Building the data value proposition in Financial Services



Banks, Insurers, Wealth Managers, and all financial services organisations face constant challenges when seeking to drive tangible investment in support of data management goals. There is a ranging balance of motivations that drive many investment decisions within the industry:
- Compliance & Control
- Efficiency
- Innovation
Predictably, compliance and control challenges continue to attract a higher degree of investment priority over work perceived to be more discretionary in nature. However, regulations such as BCBS239 can prove counterproductive by encouraging a focus on minimum compliance outcomes, which result in limited real-world improvements to business data practices.
On driving efficiency, senior management often expect progressive uplifts to be achieved as part of ‘BAU’ rather than meriting exceptional investment. This can drive short-termist focus on quick fixes rather than slow-burn structural improvements, leading to mounting technical debt and leaving organisations facing familiar struggles around fragmented legacy architectures as the major efficiency hurdle. Given such drags on investment appetite, it’s clear this theme will not disappear any time soon.

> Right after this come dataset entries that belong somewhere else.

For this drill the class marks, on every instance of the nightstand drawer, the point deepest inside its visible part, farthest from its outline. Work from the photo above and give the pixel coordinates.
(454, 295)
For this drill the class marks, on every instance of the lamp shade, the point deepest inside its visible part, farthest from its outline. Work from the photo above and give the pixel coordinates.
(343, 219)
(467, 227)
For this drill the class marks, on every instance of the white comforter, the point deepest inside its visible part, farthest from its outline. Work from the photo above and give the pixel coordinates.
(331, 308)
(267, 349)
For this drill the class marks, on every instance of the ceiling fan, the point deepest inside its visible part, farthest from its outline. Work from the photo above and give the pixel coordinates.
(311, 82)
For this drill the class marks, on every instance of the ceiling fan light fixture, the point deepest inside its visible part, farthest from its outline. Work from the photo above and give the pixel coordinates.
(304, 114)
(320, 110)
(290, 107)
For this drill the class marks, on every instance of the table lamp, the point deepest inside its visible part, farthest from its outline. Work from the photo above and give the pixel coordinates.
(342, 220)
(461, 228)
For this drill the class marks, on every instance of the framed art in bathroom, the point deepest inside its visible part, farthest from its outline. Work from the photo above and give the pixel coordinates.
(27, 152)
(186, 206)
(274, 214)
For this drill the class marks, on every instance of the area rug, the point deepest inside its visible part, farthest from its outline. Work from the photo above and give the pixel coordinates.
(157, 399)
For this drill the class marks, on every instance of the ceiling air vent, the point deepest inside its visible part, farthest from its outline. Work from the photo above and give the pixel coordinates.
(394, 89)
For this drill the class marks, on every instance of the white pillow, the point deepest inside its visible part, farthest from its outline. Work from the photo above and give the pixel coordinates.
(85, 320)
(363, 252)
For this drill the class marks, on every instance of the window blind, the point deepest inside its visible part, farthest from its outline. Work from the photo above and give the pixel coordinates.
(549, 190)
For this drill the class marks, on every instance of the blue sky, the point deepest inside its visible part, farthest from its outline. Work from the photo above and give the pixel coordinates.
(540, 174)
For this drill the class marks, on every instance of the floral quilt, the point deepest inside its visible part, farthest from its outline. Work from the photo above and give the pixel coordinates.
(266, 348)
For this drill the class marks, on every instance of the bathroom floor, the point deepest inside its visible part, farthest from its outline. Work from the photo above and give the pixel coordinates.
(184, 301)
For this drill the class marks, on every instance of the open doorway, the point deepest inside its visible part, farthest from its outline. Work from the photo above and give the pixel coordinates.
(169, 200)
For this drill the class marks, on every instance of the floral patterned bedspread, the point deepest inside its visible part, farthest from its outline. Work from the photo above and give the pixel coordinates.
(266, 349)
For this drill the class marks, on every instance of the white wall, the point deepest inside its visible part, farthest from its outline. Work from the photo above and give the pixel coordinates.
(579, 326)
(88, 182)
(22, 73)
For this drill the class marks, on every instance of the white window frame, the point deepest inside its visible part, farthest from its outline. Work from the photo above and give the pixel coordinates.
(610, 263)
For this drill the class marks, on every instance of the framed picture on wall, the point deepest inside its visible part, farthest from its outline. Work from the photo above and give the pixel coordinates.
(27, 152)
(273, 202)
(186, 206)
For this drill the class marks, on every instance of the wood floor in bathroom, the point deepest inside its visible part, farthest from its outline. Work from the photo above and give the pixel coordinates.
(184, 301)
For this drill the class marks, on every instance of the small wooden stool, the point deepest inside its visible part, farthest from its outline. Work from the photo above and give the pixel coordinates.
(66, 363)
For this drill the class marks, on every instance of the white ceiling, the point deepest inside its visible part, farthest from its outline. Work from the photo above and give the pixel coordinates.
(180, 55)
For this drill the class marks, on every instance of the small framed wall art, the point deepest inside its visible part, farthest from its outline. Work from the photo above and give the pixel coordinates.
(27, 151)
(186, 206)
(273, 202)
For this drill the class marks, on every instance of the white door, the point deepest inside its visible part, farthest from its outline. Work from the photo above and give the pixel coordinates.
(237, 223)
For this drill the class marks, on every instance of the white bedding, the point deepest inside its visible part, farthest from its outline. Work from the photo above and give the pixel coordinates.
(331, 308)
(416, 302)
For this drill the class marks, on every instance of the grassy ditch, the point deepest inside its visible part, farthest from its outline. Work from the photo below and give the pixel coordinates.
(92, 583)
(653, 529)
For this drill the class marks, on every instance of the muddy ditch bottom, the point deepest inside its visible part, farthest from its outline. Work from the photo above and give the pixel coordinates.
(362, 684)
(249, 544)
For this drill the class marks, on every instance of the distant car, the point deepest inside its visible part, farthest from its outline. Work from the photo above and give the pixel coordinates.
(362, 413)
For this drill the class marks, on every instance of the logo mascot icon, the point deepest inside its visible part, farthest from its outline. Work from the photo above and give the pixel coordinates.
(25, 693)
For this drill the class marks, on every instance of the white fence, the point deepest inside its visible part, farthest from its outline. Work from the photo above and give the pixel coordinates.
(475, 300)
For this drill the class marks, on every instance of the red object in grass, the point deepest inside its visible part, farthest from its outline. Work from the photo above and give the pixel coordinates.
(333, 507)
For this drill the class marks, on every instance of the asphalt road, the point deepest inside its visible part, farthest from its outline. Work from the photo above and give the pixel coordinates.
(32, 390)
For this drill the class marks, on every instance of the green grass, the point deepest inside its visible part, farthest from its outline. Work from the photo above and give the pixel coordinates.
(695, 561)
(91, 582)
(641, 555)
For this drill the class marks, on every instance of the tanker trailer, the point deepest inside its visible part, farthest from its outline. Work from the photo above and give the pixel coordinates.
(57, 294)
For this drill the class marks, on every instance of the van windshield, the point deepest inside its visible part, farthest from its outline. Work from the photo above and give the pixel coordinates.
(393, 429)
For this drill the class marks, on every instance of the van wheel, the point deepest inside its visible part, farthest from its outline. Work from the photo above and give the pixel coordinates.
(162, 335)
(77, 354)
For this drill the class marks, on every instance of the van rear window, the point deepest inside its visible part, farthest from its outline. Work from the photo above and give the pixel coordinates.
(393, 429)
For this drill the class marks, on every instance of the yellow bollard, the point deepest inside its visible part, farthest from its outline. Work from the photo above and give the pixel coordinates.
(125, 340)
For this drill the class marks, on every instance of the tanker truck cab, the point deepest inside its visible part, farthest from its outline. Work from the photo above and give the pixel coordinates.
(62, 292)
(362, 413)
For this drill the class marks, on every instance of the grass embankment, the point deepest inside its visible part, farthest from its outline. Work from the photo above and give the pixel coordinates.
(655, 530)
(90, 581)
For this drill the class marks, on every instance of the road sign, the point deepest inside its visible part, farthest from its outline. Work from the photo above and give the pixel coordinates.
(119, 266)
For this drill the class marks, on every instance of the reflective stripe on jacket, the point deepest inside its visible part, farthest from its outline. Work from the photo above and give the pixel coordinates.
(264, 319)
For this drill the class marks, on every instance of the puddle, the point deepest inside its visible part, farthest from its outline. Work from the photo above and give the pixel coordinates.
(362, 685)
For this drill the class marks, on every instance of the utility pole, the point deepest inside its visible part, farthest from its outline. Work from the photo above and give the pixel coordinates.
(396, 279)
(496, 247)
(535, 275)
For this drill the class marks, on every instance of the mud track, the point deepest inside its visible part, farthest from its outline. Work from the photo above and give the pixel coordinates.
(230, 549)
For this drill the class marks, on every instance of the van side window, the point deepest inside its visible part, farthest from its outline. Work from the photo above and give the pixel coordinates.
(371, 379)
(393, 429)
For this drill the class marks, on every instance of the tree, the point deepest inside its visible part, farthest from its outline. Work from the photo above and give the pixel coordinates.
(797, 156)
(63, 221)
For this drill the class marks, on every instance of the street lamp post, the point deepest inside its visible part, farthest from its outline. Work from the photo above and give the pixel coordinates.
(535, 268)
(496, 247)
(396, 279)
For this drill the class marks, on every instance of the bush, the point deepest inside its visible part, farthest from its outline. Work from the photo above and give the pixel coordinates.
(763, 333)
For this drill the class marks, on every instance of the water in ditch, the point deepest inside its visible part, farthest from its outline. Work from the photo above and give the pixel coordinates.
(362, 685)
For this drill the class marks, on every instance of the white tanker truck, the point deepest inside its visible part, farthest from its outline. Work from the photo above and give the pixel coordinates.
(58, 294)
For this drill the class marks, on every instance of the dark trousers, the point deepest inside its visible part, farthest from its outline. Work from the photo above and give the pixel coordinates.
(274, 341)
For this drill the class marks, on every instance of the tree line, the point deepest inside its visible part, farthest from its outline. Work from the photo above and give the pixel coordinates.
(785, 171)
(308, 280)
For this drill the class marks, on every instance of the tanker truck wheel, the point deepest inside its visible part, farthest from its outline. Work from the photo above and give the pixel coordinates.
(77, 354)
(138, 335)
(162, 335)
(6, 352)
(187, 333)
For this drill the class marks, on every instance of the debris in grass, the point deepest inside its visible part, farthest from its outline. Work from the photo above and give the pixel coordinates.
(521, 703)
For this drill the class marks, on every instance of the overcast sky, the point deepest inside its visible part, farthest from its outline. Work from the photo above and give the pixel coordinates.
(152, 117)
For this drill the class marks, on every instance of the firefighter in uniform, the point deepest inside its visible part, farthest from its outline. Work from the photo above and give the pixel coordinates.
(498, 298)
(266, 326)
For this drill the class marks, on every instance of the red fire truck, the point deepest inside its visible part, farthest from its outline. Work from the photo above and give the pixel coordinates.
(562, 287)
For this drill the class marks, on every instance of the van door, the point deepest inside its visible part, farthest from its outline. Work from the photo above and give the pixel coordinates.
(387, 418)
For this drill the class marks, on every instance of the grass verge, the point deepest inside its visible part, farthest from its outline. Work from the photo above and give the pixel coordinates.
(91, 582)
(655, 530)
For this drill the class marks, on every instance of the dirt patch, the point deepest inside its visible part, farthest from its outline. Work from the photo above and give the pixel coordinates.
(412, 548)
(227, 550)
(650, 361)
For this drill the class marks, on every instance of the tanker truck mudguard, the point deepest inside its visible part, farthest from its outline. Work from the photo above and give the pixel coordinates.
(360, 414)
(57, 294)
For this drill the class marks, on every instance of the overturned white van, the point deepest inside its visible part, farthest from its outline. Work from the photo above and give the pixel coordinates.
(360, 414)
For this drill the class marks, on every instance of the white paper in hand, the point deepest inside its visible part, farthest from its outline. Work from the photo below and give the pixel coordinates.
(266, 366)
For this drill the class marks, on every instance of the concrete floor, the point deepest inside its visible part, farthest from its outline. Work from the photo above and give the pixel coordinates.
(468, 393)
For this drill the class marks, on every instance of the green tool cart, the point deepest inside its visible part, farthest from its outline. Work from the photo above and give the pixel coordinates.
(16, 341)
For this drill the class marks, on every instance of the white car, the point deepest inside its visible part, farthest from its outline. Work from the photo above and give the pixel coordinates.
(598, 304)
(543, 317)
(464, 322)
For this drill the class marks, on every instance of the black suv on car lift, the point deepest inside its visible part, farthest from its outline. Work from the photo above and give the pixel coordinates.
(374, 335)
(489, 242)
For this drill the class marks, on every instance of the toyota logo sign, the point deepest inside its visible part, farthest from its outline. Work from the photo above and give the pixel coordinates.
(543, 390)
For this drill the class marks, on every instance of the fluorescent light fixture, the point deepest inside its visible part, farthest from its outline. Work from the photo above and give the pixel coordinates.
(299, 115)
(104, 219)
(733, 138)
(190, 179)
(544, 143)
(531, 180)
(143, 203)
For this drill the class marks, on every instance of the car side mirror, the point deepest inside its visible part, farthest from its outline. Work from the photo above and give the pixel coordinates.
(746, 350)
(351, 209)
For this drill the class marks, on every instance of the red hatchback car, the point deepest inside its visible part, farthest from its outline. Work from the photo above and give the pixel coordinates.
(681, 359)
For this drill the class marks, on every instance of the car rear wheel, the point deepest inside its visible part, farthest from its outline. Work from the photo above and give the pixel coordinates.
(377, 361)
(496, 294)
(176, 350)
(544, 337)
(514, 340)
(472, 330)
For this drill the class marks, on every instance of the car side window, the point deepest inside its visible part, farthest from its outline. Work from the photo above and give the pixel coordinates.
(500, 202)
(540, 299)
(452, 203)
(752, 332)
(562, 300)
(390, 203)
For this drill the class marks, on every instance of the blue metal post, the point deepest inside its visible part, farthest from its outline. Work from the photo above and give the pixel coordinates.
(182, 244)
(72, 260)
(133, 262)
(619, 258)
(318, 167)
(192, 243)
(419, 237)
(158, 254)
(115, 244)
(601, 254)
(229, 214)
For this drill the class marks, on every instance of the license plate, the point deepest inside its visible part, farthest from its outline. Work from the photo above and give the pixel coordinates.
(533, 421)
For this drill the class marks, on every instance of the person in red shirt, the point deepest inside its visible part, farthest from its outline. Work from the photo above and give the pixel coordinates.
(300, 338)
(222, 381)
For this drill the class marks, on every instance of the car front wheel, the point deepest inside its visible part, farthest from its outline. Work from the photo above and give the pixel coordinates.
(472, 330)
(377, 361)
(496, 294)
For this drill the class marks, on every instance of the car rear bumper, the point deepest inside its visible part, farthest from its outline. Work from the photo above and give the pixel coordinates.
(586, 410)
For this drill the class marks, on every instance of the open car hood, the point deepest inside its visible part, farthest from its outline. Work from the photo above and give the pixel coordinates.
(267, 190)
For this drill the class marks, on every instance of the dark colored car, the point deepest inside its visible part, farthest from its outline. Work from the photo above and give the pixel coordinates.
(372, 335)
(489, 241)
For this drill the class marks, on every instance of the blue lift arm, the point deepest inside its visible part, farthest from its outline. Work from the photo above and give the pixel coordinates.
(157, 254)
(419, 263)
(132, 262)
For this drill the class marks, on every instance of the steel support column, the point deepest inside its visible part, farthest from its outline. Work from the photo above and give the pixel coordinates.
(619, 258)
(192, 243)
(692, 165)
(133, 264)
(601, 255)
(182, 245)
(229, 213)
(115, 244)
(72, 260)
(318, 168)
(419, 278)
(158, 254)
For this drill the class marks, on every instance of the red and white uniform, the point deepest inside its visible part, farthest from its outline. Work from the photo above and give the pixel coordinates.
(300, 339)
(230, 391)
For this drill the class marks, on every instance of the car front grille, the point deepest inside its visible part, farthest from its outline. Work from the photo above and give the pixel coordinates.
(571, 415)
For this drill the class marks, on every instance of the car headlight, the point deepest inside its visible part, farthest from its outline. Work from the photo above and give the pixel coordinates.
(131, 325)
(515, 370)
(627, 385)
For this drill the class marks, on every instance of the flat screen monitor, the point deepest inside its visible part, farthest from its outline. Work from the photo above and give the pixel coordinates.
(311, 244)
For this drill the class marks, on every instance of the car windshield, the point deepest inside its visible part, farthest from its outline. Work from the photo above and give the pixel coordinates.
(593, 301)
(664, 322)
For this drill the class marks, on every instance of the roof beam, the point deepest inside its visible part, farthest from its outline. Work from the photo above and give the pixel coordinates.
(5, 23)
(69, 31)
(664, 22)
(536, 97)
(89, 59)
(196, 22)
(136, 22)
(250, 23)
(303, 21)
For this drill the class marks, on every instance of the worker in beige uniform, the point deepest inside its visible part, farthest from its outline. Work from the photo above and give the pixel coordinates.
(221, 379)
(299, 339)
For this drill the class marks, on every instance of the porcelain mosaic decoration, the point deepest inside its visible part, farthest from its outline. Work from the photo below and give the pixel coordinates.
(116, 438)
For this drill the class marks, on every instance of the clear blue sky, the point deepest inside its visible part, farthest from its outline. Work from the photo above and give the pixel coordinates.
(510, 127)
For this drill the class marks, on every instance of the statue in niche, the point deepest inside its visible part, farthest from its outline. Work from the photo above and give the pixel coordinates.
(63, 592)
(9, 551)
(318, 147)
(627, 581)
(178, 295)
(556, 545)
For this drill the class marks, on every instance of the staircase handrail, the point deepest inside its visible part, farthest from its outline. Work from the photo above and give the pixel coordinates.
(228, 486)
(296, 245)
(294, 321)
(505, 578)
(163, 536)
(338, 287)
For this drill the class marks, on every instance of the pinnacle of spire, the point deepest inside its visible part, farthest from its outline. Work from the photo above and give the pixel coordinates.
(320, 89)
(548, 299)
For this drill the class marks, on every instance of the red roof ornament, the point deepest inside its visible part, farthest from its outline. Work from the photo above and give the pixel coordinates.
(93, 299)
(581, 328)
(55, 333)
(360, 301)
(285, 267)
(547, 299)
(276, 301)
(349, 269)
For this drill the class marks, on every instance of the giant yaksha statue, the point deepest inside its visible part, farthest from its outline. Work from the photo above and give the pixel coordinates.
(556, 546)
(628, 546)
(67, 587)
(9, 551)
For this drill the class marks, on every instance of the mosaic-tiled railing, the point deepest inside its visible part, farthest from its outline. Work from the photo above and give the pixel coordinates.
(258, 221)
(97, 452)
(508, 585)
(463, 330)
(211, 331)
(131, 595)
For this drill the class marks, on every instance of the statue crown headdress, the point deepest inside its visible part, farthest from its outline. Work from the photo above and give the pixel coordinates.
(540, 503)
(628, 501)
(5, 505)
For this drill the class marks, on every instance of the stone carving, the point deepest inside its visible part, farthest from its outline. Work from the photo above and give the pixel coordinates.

Opportunities to drive innovation from data management stem less from potential monetisation of new revenue streams and more from leveraging analytics to offer management increased insights in volatile environments, and thereby improving the effectiveness of decision making. In Finance functions in particular, AI/ML-based innovations have yet to be seen to show a return on investment and there is still scepticism about the usage of such technologies in risk management where explainability under scrutiny by regulators remains an issue.
Approaches to organising data management
One can argue and debate the relative merits and applicability of a centralised vs. decentralised organisation and funding of data management capabilities. Many of the use cases of interest to FS organisations (e.g., risk management, financial reporting) depend implicitly on aggregation of disparate datasets which are owned within business lines. There is broad recognition of the benefits of “big-hub” centralisation in smaller organisations; less so in larger, more complex ones where control of change budgets is federated, limiting the ability for central data functions to drive outcomes. However, there is potential for grassroots initiatives by local teams acting unilaterally to serve as trailblazers for improvements across the rest of the organisation.
A key driver in successful change initiatives is the role of individual personalities in shaping the organisation’s approach to data change, with passionate advocacy by leaders able to affect a disproportionate impact on outcomes. This in turn speaks to the importance of culture in helping or hindering an organisation’s data agenda.
Making the business case compelling
Data management professionals are under no illusion that building business cases for data initiatives is easy. Areas which are abstracted away from tangible business outcomes, such as data governance and metadata management are particularly difficult to land with business sponsors.
Furthermore, business cases for significant data investment need to evolve as they are socialised upward through the organisation. At the lower levels, buy-in from stakeholders is often focused on technical benefits – new efficiencies and new capabilities. As business cases moves upward through management levels, narratives are necessarily simplified and are likely to be ‘sold’ to audiences based on more emotive factors – reinforcing the importance of organisational culture in supporting data outcomes.
Conclusions
Data management continues to be an area where under-investment can severely impact an organisation’s ability to improve business outcomes. Despite this, the task of securing funding for initiatives remains a perennial challenge for data leaders and is likely to remain so, even as the industry as a whole embraces data as a key competitive driver. Accordingly, data leaders need to ensure they design business cases effectively in order to maximise their positive impact within organisations.